Your lawyer will be able to recommend which option is more likely to work and more beneficial for your situation. Speaking of…
Step 4: Talk to a lawyer, or a reputation management firm. Navigating the law is tricky, so unless you want to do a lot of learning very quickly, it’s best to consult with a lawyer. You have two choices here.
First, you can talk to a reputation management firm like us. We tend to have connections with lawyers and specialists across the country, as well as experience in every part of the process of removing records, from the legal process to the letters sent to Justia and other sites, to other elements of reputation management above and beyond legal removals.
Second, you can talk to a lawyer directly. This allows you to get a more personal connection with the lawyer working on your case and can get you a more nuanced understanding of the situation. However, their job ends once the case is complete, and they cannot help you with dealing with Justia beyond drafting a letter for you, nor can they help you with other matters of reputation management.

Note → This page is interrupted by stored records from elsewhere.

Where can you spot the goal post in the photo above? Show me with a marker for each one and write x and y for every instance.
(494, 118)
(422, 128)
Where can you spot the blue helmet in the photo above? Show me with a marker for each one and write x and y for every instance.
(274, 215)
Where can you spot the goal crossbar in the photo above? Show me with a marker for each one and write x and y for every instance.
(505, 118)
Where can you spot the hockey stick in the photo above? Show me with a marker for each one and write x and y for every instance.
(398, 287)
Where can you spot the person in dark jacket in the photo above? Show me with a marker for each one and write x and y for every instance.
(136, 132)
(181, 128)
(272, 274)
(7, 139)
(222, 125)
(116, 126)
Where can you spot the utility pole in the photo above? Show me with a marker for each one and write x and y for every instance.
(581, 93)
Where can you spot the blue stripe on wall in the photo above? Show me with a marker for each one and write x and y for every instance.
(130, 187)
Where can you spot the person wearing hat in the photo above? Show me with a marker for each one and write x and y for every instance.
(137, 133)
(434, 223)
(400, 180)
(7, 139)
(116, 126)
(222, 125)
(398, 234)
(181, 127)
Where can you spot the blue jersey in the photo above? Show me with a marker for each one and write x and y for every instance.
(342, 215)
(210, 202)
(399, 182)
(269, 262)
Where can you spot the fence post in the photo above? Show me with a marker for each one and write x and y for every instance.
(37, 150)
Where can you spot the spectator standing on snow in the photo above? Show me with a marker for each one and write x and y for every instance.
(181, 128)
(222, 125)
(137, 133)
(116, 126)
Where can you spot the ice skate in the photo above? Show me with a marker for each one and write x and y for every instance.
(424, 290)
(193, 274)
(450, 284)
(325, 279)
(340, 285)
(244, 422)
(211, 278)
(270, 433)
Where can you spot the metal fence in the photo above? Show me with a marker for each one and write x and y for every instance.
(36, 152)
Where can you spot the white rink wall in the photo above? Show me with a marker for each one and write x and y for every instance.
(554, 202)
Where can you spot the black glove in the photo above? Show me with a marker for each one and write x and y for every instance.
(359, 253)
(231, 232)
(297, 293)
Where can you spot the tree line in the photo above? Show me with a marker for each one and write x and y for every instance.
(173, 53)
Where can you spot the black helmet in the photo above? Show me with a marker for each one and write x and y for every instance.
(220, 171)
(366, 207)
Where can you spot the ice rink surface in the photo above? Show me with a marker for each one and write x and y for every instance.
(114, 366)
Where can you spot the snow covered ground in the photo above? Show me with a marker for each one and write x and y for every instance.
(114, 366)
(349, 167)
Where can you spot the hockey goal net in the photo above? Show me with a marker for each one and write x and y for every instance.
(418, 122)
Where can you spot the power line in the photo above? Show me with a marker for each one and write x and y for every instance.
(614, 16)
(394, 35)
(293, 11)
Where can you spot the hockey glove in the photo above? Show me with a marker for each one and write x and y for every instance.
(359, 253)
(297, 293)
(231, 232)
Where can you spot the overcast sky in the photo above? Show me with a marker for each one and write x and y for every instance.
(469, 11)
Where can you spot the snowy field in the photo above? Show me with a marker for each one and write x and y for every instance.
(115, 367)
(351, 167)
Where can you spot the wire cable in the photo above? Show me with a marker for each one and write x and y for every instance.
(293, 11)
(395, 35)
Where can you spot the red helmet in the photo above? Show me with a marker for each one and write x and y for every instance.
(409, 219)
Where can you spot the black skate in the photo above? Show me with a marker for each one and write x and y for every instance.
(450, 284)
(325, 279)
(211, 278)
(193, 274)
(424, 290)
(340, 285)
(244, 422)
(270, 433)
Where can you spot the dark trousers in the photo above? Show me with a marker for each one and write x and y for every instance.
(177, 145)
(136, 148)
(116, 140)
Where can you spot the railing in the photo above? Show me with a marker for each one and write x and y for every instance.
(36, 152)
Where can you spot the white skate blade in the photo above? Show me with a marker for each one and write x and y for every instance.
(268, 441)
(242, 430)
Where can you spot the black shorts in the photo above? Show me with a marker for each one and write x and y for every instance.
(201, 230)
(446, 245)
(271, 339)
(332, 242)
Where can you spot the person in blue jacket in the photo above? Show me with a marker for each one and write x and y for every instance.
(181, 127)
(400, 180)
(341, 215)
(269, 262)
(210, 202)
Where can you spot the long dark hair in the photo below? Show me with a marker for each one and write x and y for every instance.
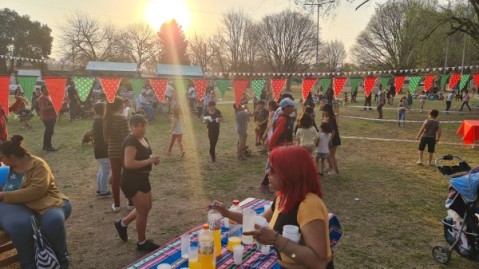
(111, 108)
(14, 147)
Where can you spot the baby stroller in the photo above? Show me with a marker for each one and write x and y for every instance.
(461, 226)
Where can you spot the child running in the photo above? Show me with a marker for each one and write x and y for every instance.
(402, 112)
(177, 131)
(430, 133)
(322, 150)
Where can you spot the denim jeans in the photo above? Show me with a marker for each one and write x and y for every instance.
(103, 175)
(15, 219)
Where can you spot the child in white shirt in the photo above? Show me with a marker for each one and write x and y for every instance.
(322, 150)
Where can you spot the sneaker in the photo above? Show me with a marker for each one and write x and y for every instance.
(115, 208)
(148, 246)
(104, 195)
(122, 231)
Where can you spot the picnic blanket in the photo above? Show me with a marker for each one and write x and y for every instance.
(171, 252)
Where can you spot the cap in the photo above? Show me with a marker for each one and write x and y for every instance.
(286, 102)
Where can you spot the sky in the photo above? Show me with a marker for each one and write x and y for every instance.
(204, 15)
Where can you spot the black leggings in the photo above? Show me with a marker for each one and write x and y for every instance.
(213, 136)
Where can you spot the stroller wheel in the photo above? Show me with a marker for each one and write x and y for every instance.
(441, 254)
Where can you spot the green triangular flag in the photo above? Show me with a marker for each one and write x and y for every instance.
(258, 85)
(27, 84)
(83, 86)
(137, 85)
(443, 81)
(222, 85)
(385, 82)
(464, 80)
(413, 83)
(325, 82)
(355, 83)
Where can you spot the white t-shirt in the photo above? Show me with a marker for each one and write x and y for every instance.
(306, 136)
(323, 145)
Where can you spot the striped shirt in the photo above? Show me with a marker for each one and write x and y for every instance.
(118, 131)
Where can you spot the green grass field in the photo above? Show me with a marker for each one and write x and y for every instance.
(390, 208)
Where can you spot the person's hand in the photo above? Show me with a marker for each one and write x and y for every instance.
(263, 235)
(220, 207)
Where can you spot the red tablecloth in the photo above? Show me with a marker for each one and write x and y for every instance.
(469, 130)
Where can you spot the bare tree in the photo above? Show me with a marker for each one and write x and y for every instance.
(137, 44)
(287, 41)
(333, 55)
(85, 38)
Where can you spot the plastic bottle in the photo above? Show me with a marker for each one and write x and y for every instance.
(206, 254)
(235, 228)
(214, 220)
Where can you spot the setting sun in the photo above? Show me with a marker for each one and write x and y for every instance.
(159, 11)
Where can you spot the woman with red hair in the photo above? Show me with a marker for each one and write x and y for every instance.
(292, 175)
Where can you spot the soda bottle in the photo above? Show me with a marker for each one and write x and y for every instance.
(206, 257)
(235, 228)
(214, 221)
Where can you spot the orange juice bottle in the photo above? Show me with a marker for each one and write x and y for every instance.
(206, 251)
(214, 220)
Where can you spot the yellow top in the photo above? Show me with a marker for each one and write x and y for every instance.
(311, 208)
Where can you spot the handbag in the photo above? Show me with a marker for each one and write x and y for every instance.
(45, 258)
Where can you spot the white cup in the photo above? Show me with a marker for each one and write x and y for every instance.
(238, 254)
(185, 245)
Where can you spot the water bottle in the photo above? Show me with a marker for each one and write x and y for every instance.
(235, 228)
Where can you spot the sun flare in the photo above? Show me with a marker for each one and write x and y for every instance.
(158, 12)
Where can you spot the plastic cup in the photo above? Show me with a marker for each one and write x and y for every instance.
(185, 245)
(248, 225)
(238, 254)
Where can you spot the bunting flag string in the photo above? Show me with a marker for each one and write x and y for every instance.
(413, 83)
(110, 87)
(258, 85)
(222, 85)
(56, 89)
(239, 86)
(159, 87)
(28, 84)
(137, 84)
(277, 84)
(200, 87)
(308, 84)
(464, 80)
(83, 86)
(369, 83)
(325, 82)
(428, 81)
(339, 85)
(354, 84)
(443, 81)
(454, 80)
(4, 91)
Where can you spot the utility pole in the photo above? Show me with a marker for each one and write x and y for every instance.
(318, 5)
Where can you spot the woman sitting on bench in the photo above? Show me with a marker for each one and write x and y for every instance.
(30, 190)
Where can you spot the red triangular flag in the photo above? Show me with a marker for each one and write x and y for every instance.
(110, 87)
(339, 85)
(200, 87)
(56, 89)
(4, 91)
(428, 80)
(240, 86)
(277, 84)
(398, 82)
(308, 84)
(454, 80)
(159, 87)
(475, 78)
(369, 85)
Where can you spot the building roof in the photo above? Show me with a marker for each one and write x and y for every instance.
(167, 70)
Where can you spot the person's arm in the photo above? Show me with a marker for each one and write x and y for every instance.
(131, 163)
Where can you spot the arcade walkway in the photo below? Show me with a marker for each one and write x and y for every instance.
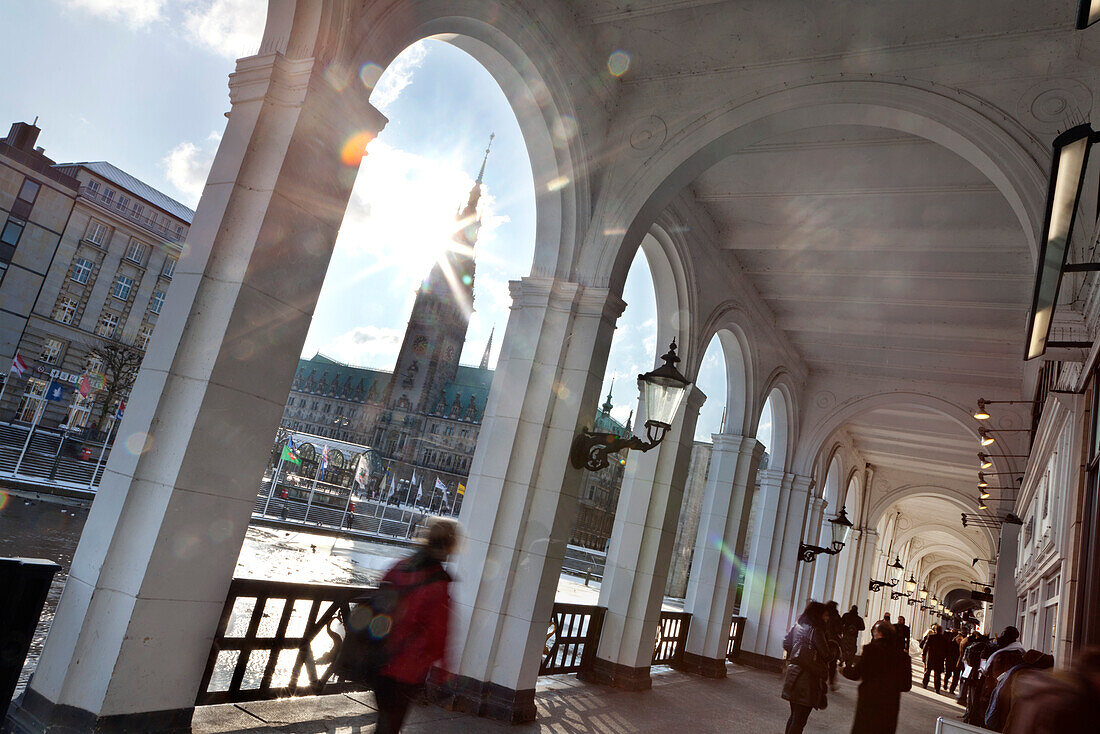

Step 5: Proceed with the legal process. Once you have made your decision, consult with your chosen professional and go through the legal process. This may involve waiting, or it may have been enough time since the original case that waiting is not necessary. Ideally, your sealing or expungement will be granted and your records will be removed.
Step 6: If successful, send notice to Justia and similar sites. Once your records are removed from the court system or are sealed by that court system, you need to do the legwork of getting them removed from the internet.
Justia requires a written request sent to their support channel, with relevant court orders sealing or expunging the records (or presenting a case for reasonable accommodation, as described here.)
You may also want to look through other legal aggregator sites, such as Law360, PacerMonitor, CaseText, DocketBird, and CourtListener. These are just some of the many legal resource sites that, like Justia, aggregate and publish court records.
Additionally, you may want to look for secondary publishers who scrape information from primary sources like Justia. Some of these sites mirror information and can be worth sending a letter to have the information removed. Most, though, simply scrape information from first-party sites when a request is sent in and a report is paid for, so getting information removed from Justia will remove it from any site that scrapes Justia.
It’s a lengthy process of whack-a-mole with these sites, but after a few rounds, your personal information should be much more difficult to locate through a casual Google search. From there, you can pursue other forms of reputation management and personal brand building, and go about the rest of your life with more confidence that this weight isn’t dragging you down.